Reputation: 1480
I have been doing variable selection for a modeling problem.
I have used trial and error for the selection (adding / removing a variable) with a decrease in error. However, I have the challenge as the number of variables grows into the hundreds that manual variable selection can not be performed as the model takes 1/2 hour to compute, rendering the task impossible.
Would you happen to know of any other packages than the regsubsets from the leaps package (which when tested with the same trial and error variables produced a higher error, it did not include some variables which were lineraly dependant - excluding some valuable variables).
Upvotes: 2
Views: 6385
Reputation: 7714
Try using the stepAIC
function of the MASS package.
Here is a really minimal example:
library(MASS)
data(swiss)
str(swiss)
lm <- lm(Fertility ~ ., data = swiss)
lm$coefficients
## (Intercept) Agriculture Examination Education Catholic
## 66.9151817 -0.1721140 -0.2580082 -0.8709401 0.1041153
## Infant.Mortality
## 1.0770481
st1 <- stepAIC(lm, direction = "both")
st2 <- stepAIC(lm, direction = "forward")

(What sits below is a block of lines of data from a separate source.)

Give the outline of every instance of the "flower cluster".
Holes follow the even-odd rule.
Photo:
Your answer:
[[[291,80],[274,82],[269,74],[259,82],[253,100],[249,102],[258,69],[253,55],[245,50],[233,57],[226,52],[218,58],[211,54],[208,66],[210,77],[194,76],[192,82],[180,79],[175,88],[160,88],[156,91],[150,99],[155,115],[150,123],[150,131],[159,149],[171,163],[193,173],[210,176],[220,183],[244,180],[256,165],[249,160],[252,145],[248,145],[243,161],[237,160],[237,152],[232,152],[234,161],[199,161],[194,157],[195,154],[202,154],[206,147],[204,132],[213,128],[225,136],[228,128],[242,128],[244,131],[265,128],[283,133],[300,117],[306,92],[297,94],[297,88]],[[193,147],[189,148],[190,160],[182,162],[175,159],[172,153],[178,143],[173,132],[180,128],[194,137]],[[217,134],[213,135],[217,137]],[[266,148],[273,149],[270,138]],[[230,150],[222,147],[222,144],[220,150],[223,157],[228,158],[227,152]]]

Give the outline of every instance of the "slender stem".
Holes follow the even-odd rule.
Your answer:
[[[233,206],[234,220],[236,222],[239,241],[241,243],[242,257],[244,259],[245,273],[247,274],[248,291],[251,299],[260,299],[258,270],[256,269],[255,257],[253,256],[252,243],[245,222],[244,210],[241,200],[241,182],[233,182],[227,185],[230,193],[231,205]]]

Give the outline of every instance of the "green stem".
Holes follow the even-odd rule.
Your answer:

st3 <- stepAIC(lm, direction = "backward")
summary(st1)
summary(st2)
summary(st3)
You should try the 3 directions and ckeck which model works better with your test data. Read ?stepAIC and take a look at the examples.
EDIT
It's true stepwise regression isn't the greatest method. As it's mentioned in GavinSimpson answer, lasso regression is a better/much more efficient method. It's much faster than stepwise regression and will work with large datasets. Check out the glmnet package vignette: http://www.stanford.edu/~hastie/glmnet/glmnet_alpha.html
Upvotes: 2
Reputation: 174813
You need a better (i.e. not flawed) approach to model selection. There are plenty of options, but one that should be easy to adapt to your situation would be using some form of regularization, such as the Lasso or the elastic net. These apply shrinkage to the sizes of the coefficients; if a coefficient is shrunk from its least squares solution to zero, that variable is removed from the model. The resulting model coefficients are slightly biased but they have lower variance than the selected OLS terms.
Take a look at the lars, glmnet, and penalized packages
Upvotes: 6